For those of you who celebrate Thanksgiving Day, I hope yours is truly a time of reflection on the myriad gifts we receive daily. As the November Daily Practice of Naikan allows us to see, we benefit from countless, innumerable beings constantly.  And to all of you, I wish to take this opportunity to thank you for your practice, for your desire and commitment to awaken for the sake of a more loving and joy-filled world.


  1. A very short chapter indeed. I was grateful for that, but did find questions. About the cleaning, he mentions "not using any appliance, but bamboo brooms and wet rags". I'm assuming from your commentes that he was referring to doing the cleaning by hand and not automating it (like using a dishwasher).

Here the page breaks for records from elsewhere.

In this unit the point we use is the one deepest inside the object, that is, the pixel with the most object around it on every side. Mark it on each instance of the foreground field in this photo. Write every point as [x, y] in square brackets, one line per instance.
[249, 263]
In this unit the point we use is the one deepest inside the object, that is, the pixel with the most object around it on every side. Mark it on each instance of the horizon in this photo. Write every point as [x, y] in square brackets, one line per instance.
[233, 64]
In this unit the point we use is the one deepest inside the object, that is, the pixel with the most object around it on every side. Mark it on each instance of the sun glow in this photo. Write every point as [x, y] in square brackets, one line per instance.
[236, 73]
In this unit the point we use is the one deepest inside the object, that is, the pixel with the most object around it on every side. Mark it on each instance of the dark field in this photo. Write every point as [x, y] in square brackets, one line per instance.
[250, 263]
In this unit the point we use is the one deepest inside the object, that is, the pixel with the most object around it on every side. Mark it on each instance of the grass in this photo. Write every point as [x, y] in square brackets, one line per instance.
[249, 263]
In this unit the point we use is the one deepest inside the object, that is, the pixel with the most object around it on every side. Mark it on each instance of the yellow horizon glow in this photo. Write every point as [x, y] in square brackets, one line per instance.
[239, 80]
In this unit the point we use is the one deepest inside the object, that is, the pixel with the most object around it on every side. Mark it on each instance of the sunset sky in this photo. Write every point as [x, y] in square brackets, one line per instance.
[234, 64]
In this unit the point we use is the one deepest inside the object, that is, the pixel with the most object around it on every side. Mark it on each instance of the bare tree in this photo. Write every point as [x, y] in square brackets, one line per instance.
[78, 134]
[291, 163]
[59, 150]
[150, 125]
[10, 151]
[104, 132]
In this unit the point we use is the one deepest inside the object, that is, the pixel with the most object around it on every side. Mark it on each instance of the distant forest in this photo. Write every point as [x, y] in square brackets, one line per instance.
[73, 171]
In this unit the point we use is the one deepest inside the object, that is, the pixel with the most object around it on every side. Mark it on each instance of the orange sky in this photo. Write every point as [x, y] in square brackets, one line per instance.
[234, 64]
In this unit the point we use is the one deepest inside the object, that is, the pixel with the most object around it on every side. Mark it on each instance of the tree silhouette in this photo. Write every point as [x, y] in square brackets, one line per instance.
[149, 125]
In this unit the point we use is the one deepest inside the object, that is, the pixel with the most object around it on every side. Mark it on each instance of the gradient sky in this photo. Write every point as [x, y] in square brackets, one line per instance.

I was glad to that you mentioned about cleaning. I find cleaning feels good. I used to only allow myself to feel good when it was done. Thank goodness for the teachings. Now I have learned to enjoy the process of cleaning. I still remember Thich Nhat Hanh's "do the dishes to do the dishes", not to get them done. I have also realized as I enjoy the cleaning, how lucky since there will be always an abundant of cleaning to do. - Sally

  2. Yes, indeed Sally! "After the laundry, the laundry!"

  3. this short chapter made me think a lot about all the little things we take for granted, especially as a teacher of 4 year olds, whom i am teaching things to children that i myself take for granted, like how to wash hands, how to hold a pair of scissors, how to recognize a numeral and sounds out a letter, how to draw and more importantly how to have fun... i also learn from the same children how to be in each moment, with each emotion, with each task, each time to do something with newness... sally i love cleaning, i too used to only love it when it was all 'done' but i love the process, i used to frown at the idea of cleaning being and endless cycle, especially with three cats and a dog, but i love it now...just as the children i teach love it... now onto chapter 5!!

  4. As the author suggests, I think I have forgotten how to breathe in my adult life, my breath is often shallow and short. I think this is a side-effect of focusing my attention on thoughts more than sensations. For most of my adult life I have suffered from sinus congestion. Having experimented endlessly with diet and supplements, I am surprised to find my sinuses clear after just 15 minutes of zazen or asana!

    I find Dogen's quote interesting too ("the entire world in the ten directions is nothing but the true human body"). It seems that the more I sit/practice, the more sensitive I become to my body. A recent development is that sometimes while sitting I will perceive sounds as originating from inside instead of outside, and sometimes I even get some synesthetic visual/physical sensations. What I've realized, which I have heard taught but never experienced, is that I have chosen to limit my "self" by the interface between my ear drums and the air that carries the sound. But that when I perceive the sound, it is not "over there" but in me. However, it seems that "over there" and "in me" are still not quite right.

  5. Matt,

    Your example with sound is true of all sensory phenomena. They are "mental formations." Or as a psychologist I heard talk once way, "psychological phenomena." Vibrations in the air cause little bones in our ears to hit the eardrum, sending nerve impulses to specific areas of the brain and we experience the phenomena of sound. So, where does one point to the origination of sound?